II. Ademais, em 22 de Julho de 2004 a consultora foi contratada pela SOPS para "Execução dos serviços de consultoria, compreendendo apoio gerencial e operacional, elaboração de estudos técnicos, programas ambientais, diagnósticos, prognósticos, planos, sistemas, programas de qualidade e projetos, no âmbito da SOPS". Muitos desses estudos, amparados por este contrato guarda-chuva, dizem respeito a partes do projeto das barragens dos arroios Jaguari e do Taquarembó, o que pode ser facilmente verificado nos processos administrativos da SOPS. A rigor, a consultora se tornou um escritório de projetos para a SOPS, tratando de adaptações e atualizações nos projetos desses empreendimentos, originalmente propostos por outra, entre outras tarefas. Essa atividade, iniciada em 2004 teve seqüência ao longo do tempo, por meio de aditivos diversos, como será a seguir comentado.
III. Em 30 de Dezembro de 2004 o contrato foi aditado para "Readequação da programação de execução de itens, com acréscimo, e supressão de serviços constantes do cronograma físico financeiro do contrato, permanecendo inalterados os prazos e valor das parcelas".
IV. Em 28 de Março de 2006, houve o segundo aditamento, com objeto de "alteração dos quantitativos dos serviços discriminados nas propostas da empresa, consoante Informação nº227/05/PDPE, oriunda do processo nº1409-2200/05-2".
V. Em 19 de setembro de 2006 mais um aditivo, o terceiro, objetivando o "aditamento de acréscimo de serviços".
VI. Finalmente, em 28 de junho de 2007, houve o quarto aditamento, que "visa aditamento de acréscimo de serviços com vistas ao atendimento ao constante dos Termos de Referências, integrantes deste processo, referentes aos Estudos de Impacto Ambiental e Relatório de Impacto Ambiental – EIA – RIMA dos Sistemas que compõem todos os empreedimentos das Barragens dos Arroios Jaguari e Taquarembó, na Bacia Hidrográfica do Rio Santa Maria, Metade Sul do Estado, conforme acréscimos descritos na Cláusula Segunda deste aditivo".
Logo, a consultora mencionada, que foi contratada em 2004 para servir de escritório de "serviços de consultoria, compreendendo apoio gerencial e operacional, elaboração de estudos técnicos, programas ambientais, diagnósticos, prognósticos, planos, sistemas, programas de qualidade e projetos" pela SOPS, atuando nas diversas alterações e adaptações dos projetos das barragens do Jaguari e do Taquarembó, é adiante contratada, pelo mesmo instrumento - o que é ainda mais grave - para elaborar o estudo de impacto ambiental de ambos os empreendimentos, em flagrante e inequívoca contradição ao que dispõe o Código Estadual de Meio Ambiente, em seu art. 76, parágrafo 1º, supra-mencionado.
O que chama mais a atenção é que a justificativa da SOPS (na época a Secretaria de Habitação, Saneamento e Desenvolvimento Urbano - SHSDU), para esse aditivo, como pode ser verificado textualmente no processo era que a empresa já havia realizado um estudo desta natureza para essas barragens que, porém, foi necessário alterar diante de Resolução do Conselho Nacional de Meio Ambiente que restringe o licenciamento a barragens que tenham como objetivo principal a irrigação, como seria a natureza original do projeto; por isto, ele foi complementado de forma a inserir outros objetivos, como o abastecimento público, e isso motivou a necessidade de ser modificado o Estudo de Impacto Ambiental.

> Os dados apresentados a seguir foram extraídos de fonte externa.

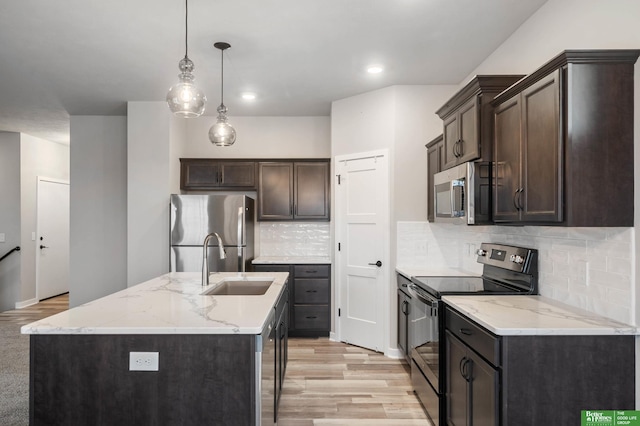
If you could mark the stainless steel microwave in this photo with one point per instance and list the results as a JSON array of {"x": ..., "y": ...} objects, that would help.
[{"x": 462, "y": 194}]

Como a empresa já havia realizado o estudo na primeira versão, seria mais adequado que realizasse a complementação amparada pelo aditivo. Portanto, no próprio texto do aditivo a SOPS confessa suas intenções de aprovar as barragens, seja de uma forma (para irrigação) ou de outra (para abastecimento).

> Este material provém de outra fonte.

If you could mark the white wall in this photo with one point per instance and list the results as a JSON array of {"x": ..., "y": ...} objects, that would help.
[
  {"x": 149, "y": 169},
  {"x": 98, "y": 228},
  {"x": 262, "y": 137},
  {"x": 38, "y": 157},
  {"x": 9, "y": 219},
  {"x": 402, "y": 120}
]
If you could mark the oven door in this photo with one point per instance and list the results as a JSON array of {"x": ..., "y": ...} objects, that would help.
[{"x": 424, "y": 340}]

A conclusão é que a consultora que realizou as adaptações ao projeto, para que ele pudesse contornar as restrições impostas pelo Conama, é a mesma que foi contratada para elaborar o EIA/RIMA destes empreendimentos, em um claro e inequívoco desrespeito ao § 1° do artigo 76 do Código Estadual de Meio Ambiente: "A empresa executora do EIA/RIMA não poderá prestar serviços ao empreendedor, simultaneamente, quer diretamente, ou por meio de subsidiária ou consorciada, quer como projetista ou executora de obras ou serviços relacionados ao mesmo empreendimento objeto do Estudo Prévio de Impacto Ambiental (EIA)".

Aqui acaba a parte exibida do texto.